This piece was published at Mad Swirl sometime in 2011.
Bake Up
She had imagined once that love was soft and squishy like carrot cake or
banana bread. With Claude, it was at first, if not a little moister
than she wanted. But as the initial passion wore off, she found it to
be a little more light and flaky– croissants, cherry pinwheels; she
found the portions bigger but less filling.
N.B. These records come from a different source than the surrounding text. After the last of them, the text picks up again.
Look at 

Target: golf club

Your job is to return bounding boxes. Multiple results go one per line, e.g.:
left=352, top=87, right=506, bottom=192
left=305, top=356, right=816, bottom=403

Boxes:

Three years of her life had been
given to Claude, and she could no longer pretend that she even liked
him. They had grown distant, torn by the pressures of life, and unable
or unwilling to do the kneading needed to keep their affection growing.
Evelyn was considering leaving
him. The relationship had become crunchy and dense like the crust of
the pie she was baking. It was going to be a surprise for Claude when
he got home. Yet, even though she wanted to show him how much she loved
him, she couldn’t help feeling that they, as a couple, were already
dead. The pie would not take away the hurtful things that had been
built between them, layers of bitterness caked together into shells hard
as bricks.
Evelyn watched the pie in the
oven. It browned into a beautiful gold. It was the finest pie she had
ever made. She waited, the shell grew darker. It cracked, and the peak
began to burn. The pressure inside built, and the pie grew,
mountainous, monstrous. When the crust was completely deformed and
black, Evelyn removed it from the oven. Crying, she left.